Null and Alternative Hypothesis: Core Definitions

Definition — Null Hypothesis (H₀)

The null hypothesis is the default assumption that there is no effect, no difference, and no relationship in the population. It is the statement that a statistical test is designed to challenge. Researchers never prove the null hypothesis true — they either reject it or fail to reject it based on data.

H₀: μ = μ₀ | H₀: p = p₀ | H₀: μ₁ = μ₂

Definition — Alternative Hypothesis (H₁ or Hₐ)

The alternative hypothesis is the claim the researcher is trying to support — that a real effect, difference, or relationship exists in the population. It is what the test is built to detect. If evidence is strong enough, the researcher rejects H₀ in favor of H₁.

H₁: μ ≠ μ₀ | H₁: μ > μ₀ | H₁: μ < μ₀

Every statistical test in science, medicine, business analytics, and social research uses this same structure. The null and alternative hypothesis together form a mutually exclusive and exhaustive pair — exactly one of them describes the true state of the population, and the data helps you determine which one the evidence favors.

⚡ Quick Reference — H₀ vs H₁ at a Glance

Null hypothesis (H₀): No effect, no difference. Always contains an equality sign (=, ≤, ≥)
Alternative hypothesis (H₁): Effect exists. Contains ≠, >, or <
You test H₀: The goal is to find evidence strong enough to reject it
Rejection rule: Reject H₀ when p-value ≤ α (significance level)
"Fail to reject": Not the same as proving H₀ true — the data was simply inconclusive
Common α values: 0.05 (most fields), 0.01 (medicine), 0.10 (exploratory research)

The Court Trial Analogy: How to Think About Hypothesis Testing

The easiest way to understand the null vs alternative hypothesis structure is through a court trial.
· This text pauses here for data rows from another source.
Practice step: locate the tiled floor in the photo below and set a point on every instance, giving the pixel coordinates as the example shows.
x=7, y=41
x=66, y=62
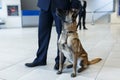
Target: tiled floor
x=18, y=46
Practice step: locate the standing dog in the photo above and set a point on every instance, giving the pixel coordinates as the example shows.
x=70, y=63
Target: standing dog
x=70, y=42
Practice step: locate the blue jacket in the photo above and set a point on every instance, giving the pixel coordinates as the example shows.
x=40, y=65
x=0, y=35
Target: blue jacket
x=62, y=4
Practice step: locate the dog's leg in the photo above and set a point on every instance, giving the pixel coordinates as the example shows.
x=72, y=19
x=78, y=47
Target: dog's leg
x=74, y=66
x=60, y=63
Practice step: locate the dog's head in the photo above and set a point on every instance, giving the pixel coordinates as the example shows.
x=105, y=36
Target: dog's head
x=68, y=16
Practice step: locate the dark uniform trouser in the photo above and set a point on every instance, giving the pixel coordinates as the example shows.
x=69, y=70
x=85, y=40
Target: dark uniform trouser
x=44, y=32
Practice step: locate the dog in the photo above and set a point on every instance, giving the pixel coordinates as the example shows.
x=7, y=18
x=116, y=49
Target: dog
x=70, y=42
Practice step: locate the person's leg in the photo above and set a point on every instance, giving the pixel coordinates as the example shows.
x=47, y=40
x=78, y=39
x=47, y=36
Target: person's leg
x=44, y=32
x=58, y=25
x=79, y=21
x=84, y=18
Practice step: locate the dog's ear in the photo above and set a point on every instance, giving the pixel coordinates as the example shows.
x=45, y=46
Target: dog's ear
x=61, y=13
x=75, y=13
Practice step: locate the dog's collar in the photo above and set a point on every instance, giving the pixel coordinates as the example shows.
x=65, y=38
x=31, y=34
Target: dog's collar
x=71, y=31
x=65, y=31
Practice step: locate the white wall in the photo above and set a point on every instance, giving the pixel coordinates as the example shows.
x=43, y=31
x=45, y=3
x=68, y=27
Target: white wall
x=99, y=5
x=10, y=21
x=115, y=18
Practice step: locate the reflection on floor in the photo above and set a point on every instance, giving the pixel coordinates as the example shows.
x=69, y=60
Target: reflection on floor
x=18, y=46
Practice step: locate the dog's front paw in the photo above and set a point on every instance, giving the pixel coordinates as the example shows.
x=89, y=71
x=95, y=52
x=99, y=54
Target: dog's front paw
x=73, y=75
x=59, y=72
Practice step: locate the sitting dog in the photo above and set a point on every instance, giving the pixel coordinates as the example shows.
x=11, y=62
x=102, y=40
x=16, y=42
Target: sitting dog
x=70, y=42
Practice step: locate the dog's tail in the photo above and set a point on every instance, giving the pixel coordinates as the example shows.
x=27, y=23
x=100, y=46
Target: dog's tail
x=96, y=60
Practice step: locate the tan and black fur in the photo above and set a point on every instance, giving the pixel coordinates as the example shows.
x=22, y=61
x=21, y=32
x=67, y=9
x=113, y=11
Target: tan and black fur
x=70, y=42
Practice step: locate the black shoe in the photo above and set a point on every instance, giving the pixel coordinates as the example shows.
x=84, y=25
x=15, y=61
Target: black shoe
x=34, y=65
x=56, y=67
x=85, y=28
x=70, y=66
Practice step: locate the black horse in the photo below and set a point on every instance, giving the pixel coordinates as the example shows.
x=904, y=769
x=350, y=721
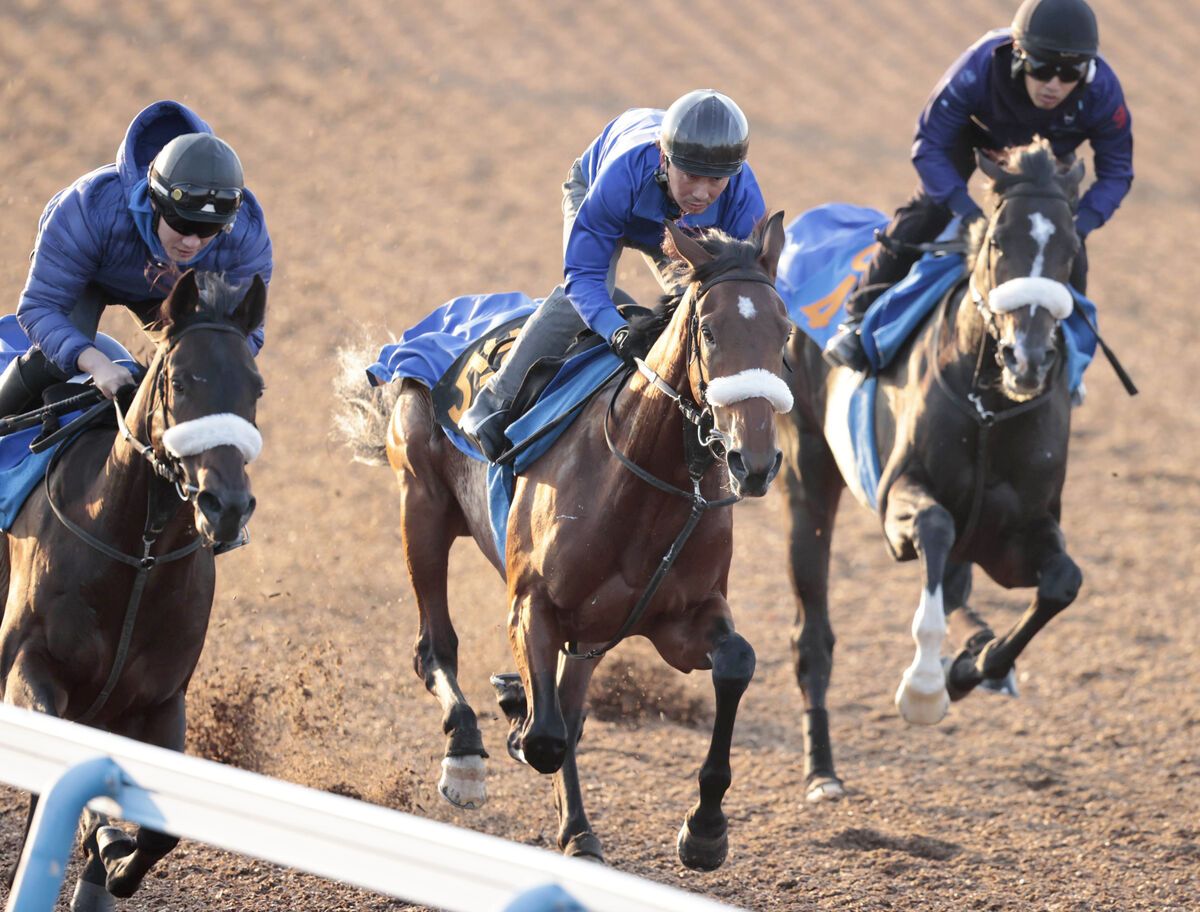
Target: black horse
x=971, y=424
x=109, y=579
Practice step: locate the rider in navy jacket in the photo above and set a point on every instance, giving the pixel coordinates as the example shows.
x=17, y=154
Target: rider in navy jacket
x=101, y=241
x=685, y=165
x=1042, y=77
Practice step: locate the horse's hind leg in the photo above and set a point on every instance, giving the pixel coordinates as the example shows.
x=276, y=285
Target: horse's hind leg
x=575, y=835
x=429, y=528
x=1059, y=581
x=814, y=489
x=703, y=839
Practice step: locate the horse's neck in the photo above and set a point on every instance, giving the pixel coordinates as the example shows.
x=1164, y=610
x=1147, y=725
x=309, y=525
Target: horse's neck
x=647, y=423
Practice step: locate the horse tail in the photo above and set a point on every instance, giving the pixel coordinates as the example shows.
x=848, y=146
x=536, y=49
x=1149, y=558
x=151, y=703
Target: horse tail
x=361, y=412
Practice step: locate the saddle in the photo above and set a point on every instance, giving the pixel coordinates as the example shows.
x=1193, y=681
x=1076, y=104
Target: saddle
x=459, y=385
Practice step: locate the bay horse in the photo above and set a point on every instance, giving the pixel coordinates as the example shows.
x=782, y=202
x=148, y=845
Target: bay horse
x=109, y=580
x=592, y=523
x=971, y=426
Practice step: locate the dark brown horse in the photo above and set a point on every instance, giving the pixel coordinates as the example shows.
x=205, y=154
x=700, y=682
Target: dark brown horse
x=111, y=580
x=971, y=424
x=592, y=520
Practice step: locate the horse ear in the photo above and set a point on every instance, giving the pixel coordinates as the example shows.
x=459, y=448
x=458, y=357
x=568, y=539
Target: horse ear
x=183, y=299
x=679, y=244
x=249, y=315
x=773, y=239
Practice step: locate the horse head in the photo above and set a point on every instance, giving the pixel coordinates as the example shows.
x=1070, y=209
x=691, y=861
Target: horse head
x=197, y=406
x=1024, y=261
x=737, y=328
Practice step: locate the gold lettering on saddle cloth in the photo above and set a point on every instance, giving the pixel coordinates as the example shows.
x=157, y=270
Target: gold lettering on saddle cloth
x=821, y=312
x=479, y=366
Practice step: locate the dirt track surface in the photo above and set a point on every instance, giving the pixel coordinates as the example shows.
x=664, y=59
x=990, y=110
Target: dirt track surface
x=409, y=153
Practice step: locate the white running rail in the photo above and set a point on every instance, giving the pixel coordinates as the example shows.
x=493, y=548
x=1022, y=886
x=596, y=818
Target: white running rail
x=346, y=840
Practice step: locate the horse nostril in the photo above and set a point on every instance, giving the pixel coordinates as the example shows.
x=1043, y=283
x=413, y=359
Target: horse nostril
x=737, y=465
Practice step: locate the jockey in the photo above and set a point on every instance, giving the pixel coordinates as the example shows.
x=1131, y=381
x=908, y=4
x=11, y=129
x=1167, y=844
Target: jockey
x=1042, y=77
x=687, y=165
x=174, y=199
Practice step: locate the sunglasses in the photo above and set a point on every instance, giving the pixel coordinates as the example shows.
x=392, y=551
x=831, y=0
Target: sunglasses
x=186, y=228
x=192, y=198
x=1044, y=71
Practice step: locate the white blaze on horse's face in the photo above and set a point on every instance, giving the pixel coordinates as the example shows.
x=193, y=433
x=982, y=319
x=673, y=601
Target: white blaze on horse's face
x=1042, y=231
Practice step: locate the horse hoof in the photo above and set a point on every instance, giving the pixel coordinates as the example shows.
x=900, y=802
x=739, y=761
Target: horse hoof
x=702, y=853
x=91, y=898
x=921, y=708
x=1005, y=687
x=826, y=789
x=114, y=844
x=586, y=847
x=463, y=781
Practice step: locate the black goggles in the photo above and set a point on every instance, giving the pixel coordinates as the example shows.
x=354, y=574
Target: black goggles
x=185, y=227
x=1047, y=70
x=192, y=198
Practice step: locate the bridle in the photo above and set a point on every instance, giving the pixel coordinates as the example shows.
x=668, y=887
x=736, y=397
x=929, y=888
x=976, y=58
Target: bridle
x=702, y=448
x=167, y=467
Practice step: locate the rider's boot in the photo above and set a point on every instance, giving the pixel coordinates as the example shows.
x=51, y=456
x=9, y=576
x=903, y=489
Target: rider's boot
x=485, y=421
x=23, y=382
x=845, y=348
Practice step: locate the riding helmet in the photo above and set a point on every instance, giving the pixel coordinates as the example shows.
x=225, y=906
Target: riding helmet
x=197, y=177
x=706, y=133
x=1045, y=28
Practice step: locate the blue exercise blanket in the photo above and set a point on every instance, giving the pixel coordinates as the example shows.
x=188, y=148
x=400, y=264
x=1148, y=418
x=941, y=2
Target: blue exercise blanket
x=826, y=251
x=427, y=351
x=19, y=468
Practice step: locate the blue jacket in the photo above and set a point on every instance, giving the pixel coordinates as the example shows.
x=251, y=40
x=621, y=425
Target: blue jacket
x=99, y=229
x=979, y=90
x=624, y=204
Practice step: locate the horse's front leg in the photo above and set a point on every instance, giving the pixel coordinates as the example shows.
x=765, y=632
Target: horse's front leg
x=915, y=521
x=1059, y=580
x=703, y=839
x=814, y=489
x=575, y=835
x=124, y=861
x=429, y=531
x=535, y=636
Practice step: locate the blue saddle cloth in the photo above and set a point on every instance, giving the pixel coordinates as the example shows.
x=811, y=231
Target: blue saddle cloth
x=19, y=468
x=427, y=351
x=827, y=249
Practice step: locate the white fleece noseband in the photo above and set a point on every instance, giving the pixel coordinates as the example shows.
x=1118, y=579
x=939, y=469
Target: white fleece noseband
x=1035, y=292
x=205, y=433
x=754, y=383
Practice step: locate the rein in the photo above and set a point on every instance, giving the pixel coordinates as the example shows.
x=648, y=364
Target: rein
x=701, y=456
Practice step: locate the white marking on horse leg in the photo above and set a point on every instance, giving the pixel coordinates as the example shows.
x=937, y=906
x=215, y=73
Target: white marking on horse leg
x=463, y=781
x=922, y=696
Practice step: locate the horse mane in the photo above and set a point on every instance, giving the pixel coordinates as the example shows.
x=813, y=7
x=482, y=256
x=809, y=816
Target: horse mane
x=219, y=299
x=727, y=252
x=1033, y=165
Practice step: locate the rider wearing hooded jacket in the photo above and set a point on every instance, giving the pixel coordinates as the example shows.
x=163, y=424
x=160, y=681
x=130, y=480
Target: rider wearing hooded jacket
x=685, y=163
x=1042, y=77
x=174, y=199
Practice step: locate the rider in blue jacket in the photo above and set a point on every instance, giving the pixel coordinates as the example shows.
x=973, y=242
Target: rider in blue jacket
x=687, y=165
x=1042, y=77
x=121, y=234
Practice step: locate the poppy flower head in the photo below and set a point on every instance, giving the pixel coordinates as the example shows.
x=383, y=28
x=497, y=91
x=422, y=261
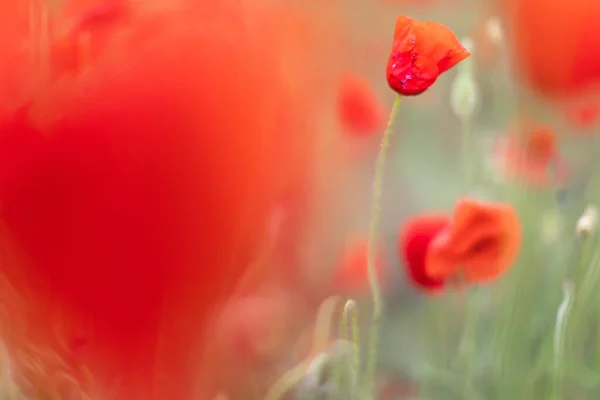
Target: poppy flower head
x=534, y=159
x=480, y=243
x=421, y=51
x=541, y=145
x=413, y=245
x=359, y=109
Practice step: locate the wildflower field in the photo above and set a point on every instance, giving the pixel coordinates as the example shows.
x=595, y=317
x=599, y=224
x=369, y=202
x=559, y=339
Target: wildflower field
x=299, y=200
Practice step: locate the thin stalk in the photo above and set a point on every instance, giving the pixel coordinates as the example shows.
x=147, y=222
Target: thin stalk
x=373, y=230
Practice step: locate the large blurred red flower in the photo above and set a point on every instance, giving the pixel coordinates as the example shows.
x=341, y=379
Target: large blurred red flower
x=556, y=44
x=421, y=51
x=138, y=166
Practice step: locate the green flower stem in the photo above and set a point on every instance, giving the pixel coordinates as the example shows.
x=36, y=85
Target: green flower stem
x=350, y=318
x=466, y=155
x=373, y=230
x=562, y=317
x=466, y=348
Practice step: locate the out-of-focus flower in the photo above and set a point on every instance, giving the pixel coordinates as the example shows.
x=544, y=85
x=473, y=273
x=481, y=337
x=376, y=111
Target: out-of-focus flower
x=464, y=95
x=555, y=44
x=583, y=116
x=413, y=245
x=494, y=30
x=359, y=110
x=481, y=242
x=135, y=187
x=478, y=243
x=421, y=51
x=534, y=158
x=351, y=274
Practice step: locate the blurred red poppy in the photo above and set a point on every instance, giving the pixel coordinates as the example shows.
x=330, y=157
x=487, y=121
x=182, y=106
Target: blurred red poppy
x=351, y=274
x=583, y=116
x=413, y=244
x=477, y=243
x=533, y=159
x=555, y=44
x=421, y=51
x=359, y=109
x=135, y=187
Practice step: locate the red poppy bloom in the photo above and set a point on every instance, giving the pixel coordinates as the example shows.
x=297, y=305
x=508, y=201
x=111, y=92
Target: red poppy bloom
x=555, y=44
x=534, y=159
x=583, y=116
x=421, y=51
x=413, y=244
x=477, y=243
x=126, y=185
x=359, y=109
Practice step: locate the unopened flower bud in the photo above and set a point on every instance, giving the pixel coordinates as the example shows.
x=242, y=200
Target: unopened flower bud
x=586, y=225
x=464, y=94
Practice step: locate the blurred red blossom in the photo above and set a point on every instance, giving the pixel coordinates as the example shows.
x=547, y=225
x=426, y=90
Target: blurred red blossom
x=360, y=111
x=421, y=51
x=533, y=158
x=556, y=44
x=583, y=116
x=413, y=244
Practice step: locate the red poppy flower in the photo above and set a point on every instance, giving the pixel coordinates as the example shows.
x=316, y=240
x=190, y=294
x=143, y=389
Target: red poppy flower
x=555, y=44
x=480, y=243
x=126, y=185
x=583, y=116
x=421, y=51
x=413, y=245
x=534, y=159
x=477, y=243
x=359, y=109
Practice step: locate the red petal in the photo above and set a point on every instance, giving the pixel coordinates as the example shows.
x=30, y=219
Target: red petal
x=359, y=108
x=413, y=244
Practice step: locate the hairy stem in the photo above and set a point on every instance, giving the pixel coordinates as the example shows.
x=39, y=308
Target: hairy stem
x=373, y=230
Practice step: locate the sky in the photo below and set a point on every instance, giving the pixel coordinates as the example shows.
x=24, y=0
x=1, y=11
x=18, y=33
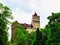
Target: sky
x=22, y=10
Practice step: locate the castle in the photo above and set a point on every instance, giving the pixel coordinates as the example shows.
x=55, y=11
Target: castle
x=30, y=27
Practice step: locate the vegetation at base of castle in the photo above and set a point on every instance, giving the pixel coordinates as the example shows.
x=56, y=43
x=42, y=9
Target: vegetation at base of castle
x=5, y=14
x=50, y=35
x=52, y=30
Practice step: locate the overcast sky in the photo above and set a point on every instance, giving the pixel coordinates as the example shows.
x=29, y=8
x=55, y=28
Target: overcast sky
x=24, y=9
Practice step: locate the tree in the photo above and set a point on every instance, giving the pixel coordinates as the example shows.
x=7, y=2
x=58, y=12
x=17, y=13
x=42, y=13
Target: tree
x=39, y=40
x=5, y=14
x=54, y=29
x=19, y=34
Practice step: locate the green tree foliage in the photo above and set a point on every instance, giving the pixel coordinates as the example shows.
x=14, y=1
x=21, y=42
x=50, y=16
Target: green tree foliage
x=52, y=30
x=39, y=39
x=19, y=34
x=31, y=37
x=5, y=14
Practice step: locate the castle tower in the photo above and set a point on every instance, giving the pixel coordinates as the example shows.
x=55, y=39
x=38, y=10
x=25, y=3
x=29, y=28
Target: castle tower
x=35, y=21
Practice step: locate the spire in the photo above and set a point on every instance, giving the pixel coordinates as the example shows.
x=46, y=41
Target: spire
x=35, y=14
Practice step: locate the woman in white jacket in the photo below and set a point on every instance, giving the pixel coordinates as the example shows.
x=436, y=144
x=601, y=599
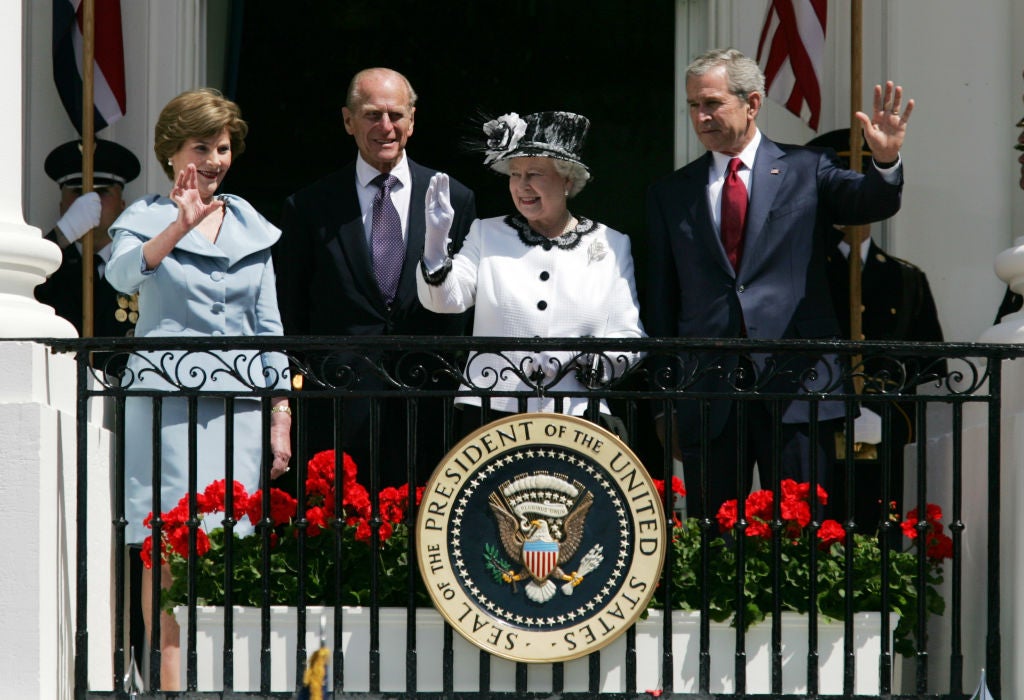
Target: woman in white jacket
x=541, y=272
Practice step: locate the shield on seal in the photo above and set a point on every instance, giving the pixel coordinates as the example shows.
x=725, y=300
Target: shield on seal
x=540, y=557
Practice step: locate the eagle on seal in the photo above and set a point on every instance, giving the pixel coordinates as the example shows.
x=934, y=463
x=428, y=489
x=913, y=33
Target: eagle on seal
x=540, y=552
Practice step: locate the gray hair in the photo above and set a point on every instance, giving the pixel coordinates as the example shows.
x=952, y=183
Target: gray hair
x=577, y=173
x=743, y=74
x=353, y=97
x=579, y=176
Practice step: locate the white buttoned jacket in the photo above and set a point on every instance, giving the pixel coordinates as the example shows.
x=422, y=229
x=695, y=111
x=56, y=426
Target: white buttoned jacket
x=524, y=286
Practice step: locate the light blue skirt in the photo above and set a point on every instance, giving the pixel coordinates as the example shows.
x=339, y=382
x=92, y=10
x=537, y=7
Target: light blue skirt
x=210, y=454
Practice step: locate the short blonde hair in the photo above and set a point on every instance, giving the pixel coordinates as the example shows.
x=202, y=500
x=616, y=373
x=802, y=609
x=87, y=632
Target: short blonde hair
x=197, y=114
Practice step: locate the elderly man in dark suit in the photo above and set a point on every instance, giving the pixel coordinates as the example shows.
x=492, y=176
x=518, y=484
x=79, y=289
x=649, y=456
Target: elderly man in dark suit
x=346, y=264
x=737, y=243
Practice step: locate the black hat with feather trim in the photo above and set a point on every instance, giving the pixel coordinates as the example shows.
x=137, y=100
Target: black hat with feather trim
x=542, y=134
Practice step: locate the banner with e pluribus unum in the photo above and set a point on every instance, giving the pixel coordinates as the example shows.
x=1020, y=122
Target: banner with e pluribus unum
x=541, y=537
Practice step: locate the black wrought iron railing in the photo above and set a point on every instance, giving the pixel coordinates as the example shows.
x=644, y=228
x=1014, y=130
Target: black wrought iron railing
x=393, y=401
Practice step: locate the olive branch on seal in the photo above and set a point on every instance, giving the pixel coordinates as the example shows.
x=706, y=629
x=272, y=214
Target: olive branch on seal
x=494, y=563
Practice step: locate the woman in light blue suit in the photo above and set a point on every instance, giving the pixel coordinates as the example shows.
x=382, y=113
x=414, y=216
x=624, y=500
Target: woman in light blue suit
x=201, y=264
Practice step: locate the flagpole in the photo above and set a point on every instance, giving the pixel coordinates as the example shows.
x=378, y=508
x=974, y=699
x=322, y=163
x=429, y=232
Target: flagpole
x=856, y=233
x=88, y=148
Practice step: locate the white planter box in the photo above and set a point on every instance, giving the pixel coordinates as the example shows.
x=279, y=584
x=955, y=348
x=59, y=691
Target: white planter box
x=429, y=636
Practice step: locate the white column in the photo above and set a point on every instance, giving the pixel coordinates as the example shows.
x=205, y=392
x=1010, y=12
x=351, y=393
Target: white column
x=26, y=258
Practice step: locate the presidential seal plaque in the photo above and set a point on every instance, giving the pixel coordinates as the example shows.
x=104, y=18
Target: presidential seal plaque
x=541, y=537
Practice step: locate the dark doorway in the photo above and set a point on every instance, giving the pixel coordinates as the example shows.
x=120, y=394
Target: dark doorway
x=609, y=59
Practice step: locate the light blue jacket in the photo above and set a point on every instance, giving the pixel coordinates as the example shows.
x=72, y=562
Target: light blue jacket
x=201, y=289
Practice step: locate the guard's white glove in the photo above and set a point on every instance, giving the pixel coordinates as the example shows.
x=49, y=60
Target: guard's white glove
x=439, y=215
x=82, y=216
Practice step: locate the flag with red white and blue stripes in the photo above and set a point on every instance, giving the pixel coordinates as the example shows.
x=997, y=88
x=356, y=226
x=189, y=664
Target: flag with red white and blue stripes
x=791, y=52
x=109, y=71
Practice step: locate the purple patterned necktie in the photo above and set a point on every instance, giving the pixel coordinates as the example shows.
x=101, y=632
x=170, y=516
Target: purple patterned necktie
x=388, y=248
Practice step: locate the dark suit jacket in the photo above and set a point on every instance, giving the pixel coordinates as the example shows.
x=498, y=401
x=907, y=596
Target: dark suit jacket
x=780, y=292
x=326, y=285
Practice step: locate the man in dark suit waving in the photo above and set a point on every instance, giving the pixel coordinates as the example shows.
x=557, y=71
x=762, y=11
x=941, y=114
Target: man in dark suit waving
x=346, y=264
x=737, y=242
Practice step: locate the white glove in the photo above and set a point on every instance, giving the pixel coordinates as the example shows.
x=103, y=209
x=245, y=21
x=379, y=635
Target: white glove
x=82, y=216
x=439, y=215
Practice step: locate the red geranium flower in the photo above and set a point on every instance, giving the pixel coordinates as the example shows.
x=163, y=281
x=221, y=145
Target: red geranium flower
x=829, y=533
x=283, y=507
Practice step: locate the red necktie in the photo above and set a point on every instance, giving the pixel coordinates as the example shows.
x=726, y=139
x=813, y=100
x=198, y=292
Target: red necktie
x=733, y=213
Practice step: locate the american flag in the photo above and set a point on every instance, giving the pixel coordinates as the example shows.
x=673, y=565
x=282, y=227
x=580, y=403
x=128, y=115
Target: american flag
x=109, y=71
x=790, y=53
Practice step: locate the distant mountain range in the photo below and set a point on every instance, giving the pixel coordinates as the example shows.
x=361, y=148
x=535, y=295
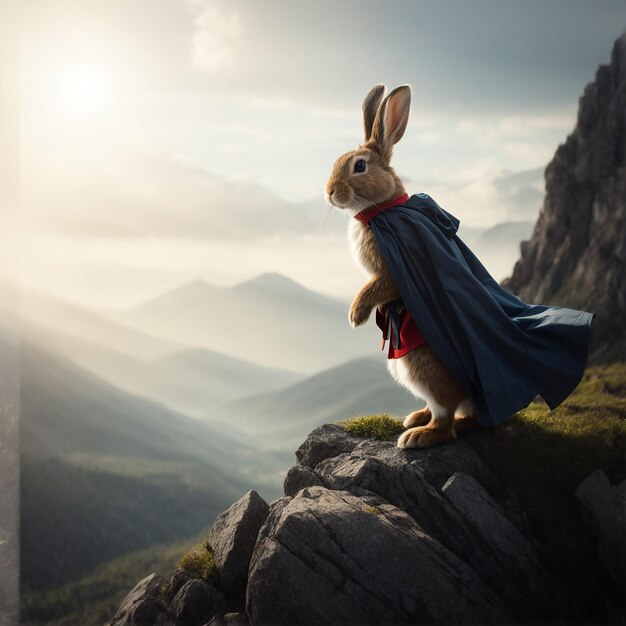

The logic is identical.

Court Trial	Hypothesis Testing	What It Means
Defendant is innocent until proven guilty	H₀ is assumed true until evidence says otherwise	Default assumption requires no evidence to accept
Prosecution presents evidence	Researcher collects data and computes test statistic	Evidence evaluated against the default assumption
"Beyond reasonable doubt"	p-value ≤ α (significance level)	Evidence must cross a defined threshold
Verdict: Guilty	Reject H₀, support H₁	Evidence is strong enough to overturn the default
Verdict: Not Guilty	Fail to reject H₀	Insufficient evidence — not proof of innocence

Notice that "not guilty" is not the same as "innocent." The jury does not conclude the defendant is innocent; they conclude the evidence did not meet the required standard. Hypothesis testing works exactly the same way. Failing to reject H₀ never means you have proven H₀ is true. It means your data, at the chosen significance level, was not strong enough to reject it.

⚠️

The Most Common Misconception

Many students write "we accept H₀" when a test is not significant. This is statistically incorrect. The correct language is "we fail to reject H₀." You can only reject or fail to reject a null hypothesis — you never accept or prove it. This distinction matters in published research and on statistics exams.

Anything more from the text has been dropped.